In the case of Sime Darby, the overruns of its Bakun project has chalked up to RM1.8bil. It’s more than just a fiasco.
Tun Dr Mahathir Mohamad, who has asked for shared responsibility, has revealed that the Government has made a RM700mil compensation to Sime Darby. We are talking of public money because the Government’s coffers come from taxpayers’ money.
He is right. The departure of chief executive officer Datuk Seri Ahmad Zubir Murshid isn’t enough. The whole board cannot continue to enjoy their directors’ fees and perks while refusing to take responsibility for the massive losses.
After all, the project has been delayed for three years and surely the board should see the cost overruns.

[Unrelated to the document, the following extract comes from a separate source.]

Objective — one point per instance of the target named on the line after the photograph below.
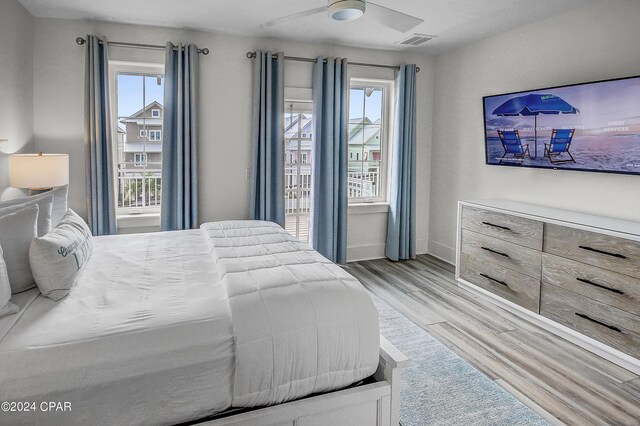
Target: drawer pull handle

The directors cannot say that they were not aware of the project, the risk factor and the losses. And if they were aware, did they raise the red flag and put on record their reservations as required under the law?
Sime Darby chairman Tun Musa Hitam has said that he would leave it to the shareholders to decide whether the board should resign.
In fact, if the directors have any dignity and any sense of accountability, they should not offer themselves for re-election. There should be no sacred cows; if they have to go, they have to go.
In fact, the shareholders and even the public deserve to see a detailed and full disclosure of Sime’s losses in its energy and utilities divisions.
No project is guaranteed of profits and many profit-making companies have divisions that are still trying to make money but the board is required to conduct regular performance review and query the company’s project management panel.
The core business of Sime Darby is plantation – its problem started when it began to do business in areas it has no business to be involved in.
It is the board’s responsibility to study the risks involved in any venture outside the company’s core business and they must take responsibility for their decisions.
The public buy Sime Darby shares for its plantation concerns and certainly not for its utilities and energy ventures, or rather adventures.
Transparency is obviously missing in the case of Sime Darby and Kenmark. They have given Malaysia a bad name.
The directors of these two companies should just quit if they believe in good corporate governance and accountability.